The potential speed of these intrusions raises a need for organizations to review their response processes and playbooks to ensure they have the agility to respond and contain such a threat. The secure architecture and protection of critical assets will play an even more important role than usual, by ensuring that the threat actor cannot immediately impact these assets and provide time for the organization to respond and contain the threat.
F-Secure assesses the adoption of this new tradecraft is not entirely bad news for defenders however, and in fact presents opportunities for defenders to identify compromise early and prevent damage from occurring. The data exfiltration approach requires the threat actor to perform additional malicious actions on the victim network and spend more time there prior to deploying ransomware. These two facts give defenders more opportunities to detect an intrusion and additional time to respond and contain such a threat prior to any impact occurring.
With the rapid ransomware deployment scenario, the speed at which the threat actor operates suggests they will likely be ‘noisier’ than usual with their malicious actions. This speed and noise will be more likely to trigger detections and the thresholds of defenders, providing the opportunity to detect and then respond to these threats that may have previously gone undetected.
A change in the tradecraft of ransomware threat actors raises the risk of successful extortion in those organizations not adequately prepared to defend against the new threats posed by this operational model. The evolution is applicable to a wide range of defending organizations across a swathe of industry verticals, and in addition potentially to new organizations that might not previously have considered themselves at high risk of a mature ransomware threats.

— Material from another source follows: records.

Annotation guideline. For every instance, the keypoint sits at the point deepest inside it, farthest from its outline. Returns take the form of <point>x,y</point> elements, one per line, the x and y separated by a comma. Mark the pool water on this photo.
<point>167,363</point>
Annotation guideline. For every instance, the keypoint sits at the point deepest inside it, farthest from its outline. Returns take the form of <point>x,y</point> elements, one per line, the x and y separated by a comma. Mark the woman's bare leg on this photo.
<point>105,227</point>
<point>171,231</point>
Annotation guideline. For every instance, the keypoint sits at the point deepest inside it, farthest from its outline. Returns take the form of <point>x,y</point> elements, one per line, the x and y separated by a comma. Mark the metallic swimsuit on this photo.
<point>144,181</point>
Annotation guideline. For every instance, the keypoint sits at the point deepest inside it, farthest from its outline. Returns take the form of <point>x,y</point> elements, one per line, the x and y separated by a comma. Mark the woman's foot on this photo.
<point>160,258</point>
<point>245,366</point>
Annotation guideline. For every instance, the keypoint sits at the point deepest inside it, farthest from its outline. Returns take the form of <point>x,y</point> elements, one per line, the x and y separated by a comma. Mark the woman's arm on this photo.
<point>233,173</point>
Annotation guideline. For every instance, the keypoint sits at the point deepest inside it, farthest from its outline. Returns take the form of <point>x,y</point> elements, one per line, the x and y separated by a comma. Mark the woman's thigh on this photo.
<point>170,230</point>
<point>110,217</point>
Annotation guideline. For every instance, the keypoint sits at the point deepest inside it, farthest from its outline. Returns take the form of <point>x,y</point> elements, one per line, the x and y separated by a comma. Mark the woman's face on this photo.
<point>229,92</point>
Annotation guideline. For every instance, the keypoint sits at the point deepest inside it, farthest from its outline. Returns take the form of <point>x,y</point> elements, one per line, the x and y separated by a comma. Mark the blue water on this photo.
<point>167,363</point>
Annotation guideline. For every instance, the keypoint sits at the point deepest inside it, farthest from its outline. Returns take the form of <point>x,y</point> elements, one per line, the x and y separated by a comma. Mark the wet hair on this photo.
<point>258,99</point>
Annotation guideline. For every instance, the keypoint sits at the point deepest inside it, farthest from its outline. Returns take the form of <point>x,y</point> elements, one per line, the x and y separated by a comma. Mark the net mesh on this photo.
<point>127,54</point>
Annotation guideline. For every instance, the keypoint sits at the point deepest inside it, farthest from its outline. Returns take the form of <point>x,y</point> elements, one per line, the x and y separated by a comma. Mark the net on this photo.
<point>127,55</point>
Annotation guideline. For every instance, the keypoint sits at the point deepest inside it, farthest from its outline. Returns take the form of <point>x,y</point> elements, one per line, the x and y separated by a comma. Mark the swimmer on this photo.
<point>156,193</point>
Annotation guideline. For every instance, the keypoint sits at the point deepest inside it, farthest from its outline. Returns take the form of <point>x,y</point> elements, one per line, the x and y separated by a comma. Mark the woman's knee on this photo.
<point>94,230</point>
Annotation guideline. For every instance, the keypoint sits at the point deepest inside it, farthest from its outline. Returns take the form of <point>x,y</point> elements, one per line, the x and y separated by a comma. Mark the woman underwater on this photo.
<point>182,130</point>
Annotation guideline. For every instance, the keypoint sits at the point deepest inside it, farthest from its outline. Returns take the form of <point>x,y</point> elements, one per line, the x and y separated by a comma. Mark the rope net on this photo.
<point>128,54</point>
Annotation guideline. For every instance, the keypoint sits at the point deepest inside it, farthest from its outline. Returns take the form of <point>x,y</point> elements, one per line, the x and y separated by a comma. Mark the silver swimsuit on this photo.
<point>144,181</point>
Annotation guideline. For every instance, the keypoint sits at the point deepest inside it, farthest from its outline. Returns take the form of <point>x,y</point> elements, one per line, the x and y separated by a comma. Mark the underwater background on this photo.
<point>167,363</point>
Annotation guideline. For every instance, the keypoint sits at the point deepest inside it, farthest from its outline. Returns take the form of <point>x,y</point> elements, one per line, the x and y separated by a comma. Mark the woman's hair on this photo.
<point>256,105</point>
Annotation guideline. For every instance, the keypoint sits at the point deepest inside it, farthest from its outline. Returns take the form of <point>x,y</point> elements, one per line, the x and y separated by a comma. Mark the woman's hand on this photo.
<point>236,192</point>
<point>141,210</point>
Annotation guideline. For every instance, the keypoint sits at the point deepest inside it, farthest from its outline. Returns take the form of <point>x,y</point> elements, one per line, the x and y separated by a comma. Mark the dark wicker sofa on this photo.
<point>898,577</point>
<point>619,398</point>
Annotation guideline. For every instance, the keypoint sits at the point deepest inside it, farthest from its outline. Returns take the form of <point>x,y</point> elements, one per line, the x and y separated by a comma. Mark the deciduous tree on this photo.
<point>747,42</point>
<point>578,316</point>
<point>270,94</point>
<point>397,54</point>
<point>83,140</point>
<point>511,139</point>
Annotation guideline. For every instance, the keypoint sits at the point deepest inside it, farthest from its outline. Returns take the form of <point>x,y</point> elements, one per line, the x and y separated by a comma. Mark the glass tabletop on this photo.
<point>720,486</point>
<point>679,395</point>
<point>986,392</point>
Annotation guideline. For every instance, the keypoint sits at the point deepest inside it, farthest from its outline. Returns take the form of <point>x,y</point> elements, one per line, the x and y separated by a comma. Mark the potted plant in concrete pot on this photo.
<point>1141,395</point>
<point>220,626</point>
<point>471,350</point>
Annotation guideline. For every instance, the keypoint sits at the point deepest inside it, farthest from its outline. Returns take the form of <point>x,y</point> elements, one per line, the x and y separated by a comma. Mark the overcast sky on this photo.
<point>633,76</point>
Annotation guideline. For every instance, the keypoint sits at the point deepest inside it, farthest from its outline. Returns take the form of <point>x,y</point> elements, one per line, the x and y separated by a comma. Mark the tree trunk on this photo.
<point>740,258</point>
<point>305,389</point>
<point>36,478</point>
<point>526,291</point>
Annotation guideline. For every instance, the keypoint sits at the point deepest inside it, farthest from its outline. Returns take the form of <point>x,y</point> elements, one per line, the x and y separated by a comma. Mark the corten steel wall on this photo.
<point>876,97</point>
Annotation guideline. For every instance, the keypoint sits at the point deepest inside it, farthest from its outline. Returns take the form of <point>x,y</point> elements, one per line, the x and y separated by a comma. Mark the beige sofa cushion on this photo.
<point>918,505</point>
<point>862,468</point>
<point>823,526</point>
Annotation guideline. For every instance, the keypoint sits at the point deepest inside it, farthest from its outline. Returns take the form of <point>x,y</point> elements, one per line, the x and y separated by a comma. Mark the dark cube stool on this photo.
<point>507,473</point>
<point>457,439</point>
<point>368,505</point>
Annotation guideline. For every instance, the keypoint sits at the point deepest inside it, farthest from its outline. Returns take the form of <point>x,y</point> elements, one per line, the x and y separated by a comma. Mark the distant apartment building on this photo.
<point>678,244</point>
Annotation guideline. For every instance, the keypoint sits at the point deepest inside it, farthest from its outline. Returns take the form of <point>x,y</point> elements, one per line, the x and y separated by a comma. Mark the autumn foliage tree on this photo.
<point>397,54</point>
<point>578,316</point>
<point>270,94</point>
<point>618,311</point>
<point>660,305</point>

F-Secure recommends organizations assess how these evolutions impact against their internal controls and response processes. As highlighted above there are additional risks, but also opportunities for organizations to detect threats they previously may have missed.
The process of this adjustment will also be valuable experience for organizations, as the threats from ransomware threat actors and other groups will continue to evolve in the future; therefore, assessment of these changes and the awareness of controls can enable more agile, responsive and effective defensive posture improvements in the future.